Róbert Belanec
Research areas: Machine learning with limited (labelled) data
Position: PhD Student
Róbert Belanec is a PhD student focusing on solving tasks such as disinformation spreading, automated fact-checking or auditing, and analyzing the capabilities of popular big language models with the utilization of methods of machine learning with limited data together with methods of natural language processing. He is part of the Web & User Data Processing team.
He holds a master’s degree from Faculty of Mathematics, Physics and Informatics, Comenius University Bratislava, where he graduated with honors. Both of his bachelor’s (Realistic image synthesis, based on a description in natural language) and master’s (Controlling the output of a generative model by finding latent feature representations) theses were related to generative models (mostly GANs for image generation) and the methods of controlling their output without further training.
During his studies he also gained three years of knowledge and experience from DevOPS and operating systems in Slovak web hosting company (Websupport).
Nowadays, there are many problems that we can solve by using machine learning methods and algorithms. However, even the most potent methods are often limited to the available data. If available, supervised learning methods often require the data to be labeled, which is not that common in real situations, and label acquisition is often financially expensive. Therefore, a necessity arises for other machine learning methods like transfer-learning, meta-learning, or zero/one-shot learning to be developed.

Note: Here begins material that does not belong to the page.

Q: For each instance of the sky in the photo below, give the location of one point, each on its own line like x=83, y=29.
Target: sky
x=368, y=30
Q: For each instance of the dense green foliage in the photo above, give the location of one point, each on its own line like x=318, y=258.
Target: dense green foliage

Machine learning methods with limited data are especially important in domains that constantly lack labeled data (e.g., due to never-ending significant concept and data drifts), such as disinformation detection, hate speech detection, or fact-checking. These domains are recently attracting considerable attention from researchers in computer science and particularly in machine learning and natural language processing. With the increasing social media trend, people are often exposed to a vast amount of information within a short period of time. This information is usually not factual or proven, and it’s upon the recipient to construct an opinion. Sometimes the information may be harmful, like hate speech, or it may be disinformation. To prevent the spread of this kind of information, we can train a language model that can detect disinformation or harmful information (i.e., disinformation may often be written deontic flavor).
Róbert’s orientation in this topic will point towards the utilization of methods of machine learning with limited data together with methods of natural language processing to solve tasks such as disinformation spreading, automated fact-checking or auditing, and analyzing the capabilities of popular big language models for this purpose.
News
- [June 2024] Preprint of my paper entitled “Task Prompt Vectors: Effective Initialization through Multi-Task Soft-Prompt Transfer” is now available online
- [March 2024] I finalized a technical report from my replication study: “ATTEMPT – Parameter-Efficient Multi-task Tuning via Attentional Mixtures of Soft Prompts: A Replication Study“